On March 14, 2014, Blackmore was inducted into the Singapore Women’s Hall of Fame for her “fine records of difficult and useful work done, and a memory of personal influence, character, and example which has been of very great value in this era of changing traditions and ideas among our Asiatic communities in the Straits.”[5]

Notes

  1. ^ The school that Sophia built”, The Straits Times, July 15,1987, 1, accessed January 6, 2021,https://eresources.nlb.gov.sg/newspapers/Digitised/Article/straitstimes19870715-1.2.65.3 
  2. ^ Sophia Blackmore in Malaysia Message, March-April 1918, 139-140. 
  3. ^ Ho Seng Ong, Methodist Schools In Malaysia, Their Record and History (Petaling Jaya: Board of Education of the Malaya Annual Conference, 1964), 134. 
  4. ^ Ernest Lau, From Mission to Church (Armour Publishing Pte Ltd., Singapore, 2008), accessed January 6, 2021, https://www.trac-mcs.org.sg/images/pdf/boardofministry/Sophia%20Blackmore.pdf.   
  5. ^ Sophia Blackmore in Singapore Women’s Hall of Fame, accessed January 6, 2021, https://www.swhf.sg/profiles/sophia-blackmore/ 

Tai Kim Teng

The author, an orthopaedic surgeon and the former executive director of OMF in Malaysia, is the executive director of DCBAsia.

 

Bibliography

Doraisamy, T. R., ed., (1987). Sophia Blackmore in Singapore: Educational and Missionary Pioneer 1887–1927. Singapore: General Conference Women's Society of Christian Service, Methodist Church of Singapore. 

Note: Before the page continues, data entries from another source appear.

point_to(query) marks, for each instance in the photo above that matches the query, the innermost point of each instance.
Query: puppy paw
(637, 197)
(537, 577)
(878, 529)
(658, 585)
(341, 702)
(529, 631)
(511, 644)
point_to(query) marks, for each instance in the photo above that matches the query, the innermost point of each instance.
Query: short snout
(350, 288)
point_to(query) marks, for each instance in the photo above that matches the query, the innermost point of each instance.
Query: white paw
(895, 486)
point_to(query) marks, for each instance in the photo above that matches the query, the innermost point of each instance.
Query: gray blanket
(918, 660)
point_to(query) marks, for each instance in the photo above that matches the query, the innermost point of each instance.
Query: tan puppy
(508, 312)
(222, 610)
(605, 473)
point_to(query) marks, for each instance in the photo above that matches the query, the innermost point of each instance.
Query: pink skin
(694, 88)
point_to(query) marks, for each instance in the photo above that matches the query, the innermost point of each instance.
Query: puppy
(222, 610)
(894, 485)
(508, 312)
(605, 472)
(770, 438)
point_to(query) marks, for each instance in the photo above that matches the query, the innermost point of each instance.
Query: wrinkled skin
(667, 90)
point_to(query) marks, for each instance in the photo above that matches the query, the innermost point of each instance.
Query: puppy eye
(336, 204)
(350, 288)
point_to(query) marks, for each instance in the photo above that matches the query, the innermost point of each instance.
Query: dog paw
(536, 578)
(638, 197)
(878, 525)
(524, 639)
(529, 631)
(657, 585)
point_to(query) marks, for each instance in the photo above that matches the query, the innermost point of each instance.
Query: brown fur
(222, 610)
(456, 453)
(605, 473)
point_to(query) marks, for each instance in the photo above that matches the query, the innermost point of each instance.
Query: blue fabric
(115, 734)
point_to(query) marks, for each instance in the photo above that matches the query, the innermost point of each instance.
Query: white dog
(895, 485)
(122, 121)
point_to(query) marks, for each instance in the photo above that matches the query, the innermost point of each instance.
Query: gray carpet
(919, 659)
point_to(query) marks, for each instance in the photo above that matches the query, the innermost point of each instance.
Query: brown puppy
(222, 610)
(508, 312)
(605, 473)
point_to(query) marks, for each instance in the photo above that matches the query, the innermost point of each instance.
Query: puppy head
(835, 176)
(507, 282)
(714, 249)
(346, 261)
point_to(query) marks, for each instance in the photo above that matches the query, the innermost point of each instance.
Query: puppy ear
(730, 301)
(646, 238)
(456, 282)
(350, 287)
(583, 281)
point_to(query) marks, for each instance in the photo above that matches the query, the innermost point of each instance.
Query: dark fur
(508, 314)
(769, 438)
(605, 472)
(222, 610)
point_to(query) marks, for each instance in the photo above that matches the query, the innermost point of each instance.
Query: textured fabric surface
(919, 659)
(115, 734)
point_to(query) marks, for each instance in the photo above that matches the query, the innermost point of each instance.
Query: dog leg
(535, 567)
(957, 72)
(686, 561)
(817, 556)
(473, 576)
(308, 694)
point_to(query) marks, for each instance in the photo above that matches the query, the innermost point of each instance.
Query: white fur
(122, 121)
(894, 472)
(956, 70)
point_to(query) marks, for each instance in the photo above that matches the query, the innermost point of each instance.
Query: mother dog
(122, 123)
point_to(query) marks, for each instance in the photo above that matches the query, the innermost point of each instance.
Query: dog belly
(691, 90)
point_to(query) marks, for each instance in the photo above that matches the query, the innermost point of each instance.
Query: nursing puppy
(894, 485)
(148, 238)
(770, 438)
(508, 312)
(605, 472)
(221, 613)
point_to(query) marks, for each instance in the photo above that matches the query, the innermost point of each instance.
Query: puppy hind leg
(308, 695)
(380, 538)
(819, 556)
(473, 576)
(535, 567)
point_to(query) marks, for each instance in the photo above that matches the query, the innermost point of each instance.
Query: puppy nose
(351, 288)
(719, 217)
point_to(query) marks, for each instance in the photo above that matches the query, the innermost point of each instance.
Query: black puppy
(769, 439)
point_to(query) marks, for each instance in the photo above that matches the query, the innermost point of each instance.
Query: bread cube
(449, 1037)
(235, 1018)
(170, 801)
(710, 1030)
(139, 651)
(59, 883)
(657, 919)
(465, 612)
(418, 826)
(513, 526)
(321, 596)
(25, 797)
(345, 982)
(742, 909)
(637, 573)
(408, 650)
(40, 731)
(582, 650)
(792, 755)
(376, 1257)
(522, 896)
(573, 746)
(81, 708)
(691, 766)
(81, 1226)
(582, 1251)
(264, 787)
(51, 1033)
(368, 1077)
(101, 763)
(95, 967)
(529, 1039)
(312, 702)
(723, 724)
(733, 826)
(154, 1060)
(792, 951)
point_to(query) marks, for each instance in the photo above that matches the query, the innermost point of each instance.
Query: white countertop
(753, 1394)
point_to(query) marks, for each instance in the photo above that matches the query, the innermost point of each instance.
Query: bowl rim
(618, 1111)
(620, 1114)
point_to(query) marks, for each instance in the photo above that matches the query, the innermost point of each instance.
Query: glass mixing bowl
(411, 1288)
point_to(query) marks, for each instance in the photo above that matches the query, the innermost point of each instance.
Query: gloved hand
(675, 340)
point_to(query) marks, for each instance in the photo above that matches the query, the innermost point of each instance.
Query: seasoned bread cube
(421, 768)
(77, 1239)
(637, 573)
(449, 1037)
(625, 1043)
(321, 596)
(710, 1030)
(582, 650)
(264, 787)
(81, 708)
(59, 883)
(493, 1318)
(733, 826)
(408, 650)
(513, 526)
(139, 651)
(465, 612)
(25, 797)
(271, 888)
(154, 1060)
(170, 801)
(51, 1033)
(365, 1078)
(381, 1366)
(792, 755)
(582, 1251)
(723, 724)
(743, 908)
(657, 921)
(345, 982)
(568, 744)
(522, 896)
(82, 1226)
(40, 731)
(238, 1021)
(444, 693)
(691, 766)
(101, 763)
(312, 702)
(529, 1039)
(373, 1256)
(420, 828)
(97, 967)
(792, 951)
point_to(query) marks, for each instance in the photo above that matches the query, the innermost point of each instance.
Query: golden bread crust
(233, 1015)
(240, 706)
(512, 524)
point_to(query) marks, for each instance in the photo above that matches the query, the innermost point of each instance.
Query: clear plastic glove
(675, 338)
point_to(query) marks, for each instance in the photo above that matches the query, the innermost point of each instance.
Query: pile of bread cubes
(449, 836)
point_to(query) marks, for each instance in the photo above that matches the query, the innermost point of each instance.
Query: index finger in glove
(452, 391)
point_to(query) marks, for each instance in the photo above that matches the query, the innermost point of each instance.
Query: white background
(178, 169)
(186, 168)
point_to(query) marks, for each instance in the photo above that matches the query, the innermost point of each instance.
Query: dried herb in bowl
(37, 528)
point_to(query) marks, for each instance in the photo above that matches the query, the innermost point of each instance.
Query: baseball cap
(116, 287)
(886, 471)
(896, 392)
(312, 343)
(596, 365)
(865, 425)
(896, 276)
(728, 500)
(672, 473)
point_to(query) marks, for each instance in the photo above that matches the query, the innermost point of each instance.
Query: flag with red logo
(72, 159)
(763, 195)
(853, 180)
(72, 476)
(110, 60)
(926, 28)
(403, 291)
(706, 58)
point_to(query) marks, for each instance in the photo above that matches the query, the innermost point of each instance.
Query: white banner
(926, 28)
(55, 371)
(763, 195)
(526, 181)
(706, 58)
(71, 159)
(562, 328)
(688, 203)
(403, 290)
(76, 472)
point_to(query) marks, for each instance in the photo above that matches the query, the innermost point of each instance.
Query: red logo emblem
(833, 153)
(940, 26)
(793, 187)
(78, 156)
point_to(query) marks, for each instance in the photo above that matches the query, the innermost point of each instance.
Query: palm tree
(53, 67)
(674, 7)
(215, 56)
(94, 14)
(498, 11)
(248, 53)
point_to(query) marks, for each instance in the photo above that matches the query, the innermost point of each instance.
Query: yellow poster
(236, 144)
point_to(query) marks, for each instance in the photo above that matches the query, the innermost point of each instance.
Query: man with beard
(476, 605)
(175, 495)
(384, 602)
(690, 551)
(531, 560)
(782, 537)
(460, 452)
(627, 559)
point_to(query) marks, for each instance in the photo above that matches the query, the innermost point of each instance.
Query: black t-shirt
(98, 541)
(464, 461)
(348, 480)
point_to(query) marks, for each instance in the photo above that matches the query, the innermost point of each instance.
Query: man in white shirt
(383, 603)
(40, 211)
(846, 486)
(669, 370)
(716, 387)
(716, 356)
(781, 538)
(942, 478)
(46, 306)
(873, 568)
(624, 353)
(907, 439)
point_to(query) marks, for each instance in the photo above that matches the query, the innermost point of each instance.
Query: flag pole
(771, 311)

“Farewell for worker: Straits Chinese Bid Adieu to Miss Blackmore”. Malaya Tribune, 7. Accessed January 6, 2021.      

https://eresources.nlb.gov.sg/newspapers/Digitised/Article/maltribune19…

Ho, Ruth. Rainbow Round My Shoulder. Singapore: Eastern Universities Press, 1975.

Lau, Earnest. From Mission to Church: The Evolution of the Methodist Church in Singapore and Malaysia, 1885–1976. Singapore: Genesis Books, 2008.

Lau, Earnest. "Sophia Blackmore". Accessed January 6, 2021. https://www.trac-mcs.org.sg/images/pdf/boardofministry/Sophia%20Blackmo…

“Sophia Blackmore: Founder of Methodist Girls’ School. In Singapore Women’s Hall of Fame. Accessed January 6, 2021. https://www.swhf.sg/profiles/sophia-blackmore/ 

Sunquist, Scott W., ed., David Wu Chu Sing and John Chew Hiang Chea, assoc. eds. A Dictionary of Asian Christianity. Michigan: W. B. Eerdmans, 2001, 89.